Wednesday, April 19, 2017

So much for fixed-term parliaments in the UK

Back in 2011, the UK passed the Fixed-term Parliaments Act. While born of distrust between the then-government's coalition partners, it for once moved the UK's constitution in a more democratic direction, by stripping the Prime Minister of the prerogarive power to call an election whenever they felt the polls were in their favour. But naturally, it had an escape clause: an election can be called if a government votes itself out of office, or if Parliament votes to hold one by a two-thirds majority. And just five years after being enacted, that clause is being abused to allow the government to call an early election when the polls are in its favour...

Theresa May has stunned Westminster by demanding a snap general election on 8 June that she hopes will turn her party’s clear lead in the opinion polls into a healthy parliamentary majority and secure her Conservative vision for Brexit.

The prime minister made an unscheduled statement on Tuesday morning from behind a lectern outside 10 Downing Street, in which she recanted her repeated promise not to go to the polls before 2020.
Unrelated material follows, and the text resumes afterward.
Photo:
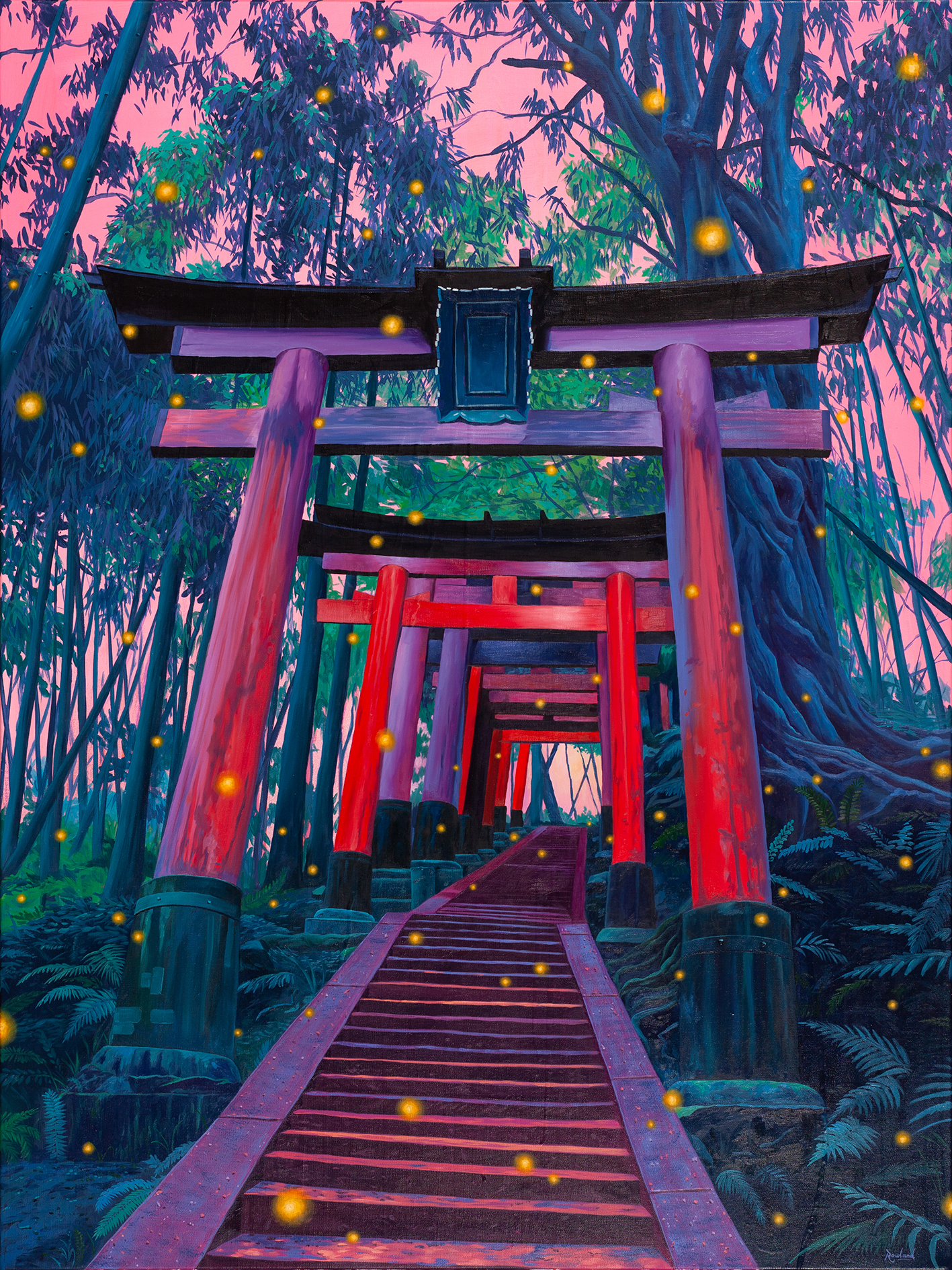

Supposedly this is about Brexit. Bullshit. Its the dirty old trick of calling a snap election when the opposition is on the rocks, in the hope of gaining a few more years. But regardless of the reason, it has also made it clear that British governments can not be trusted to behave constitutionally, and that establishment promises of better democracy are simply lies. Again, if you're a UK voter who believes in democracy, I suggest that you get out, while you still can.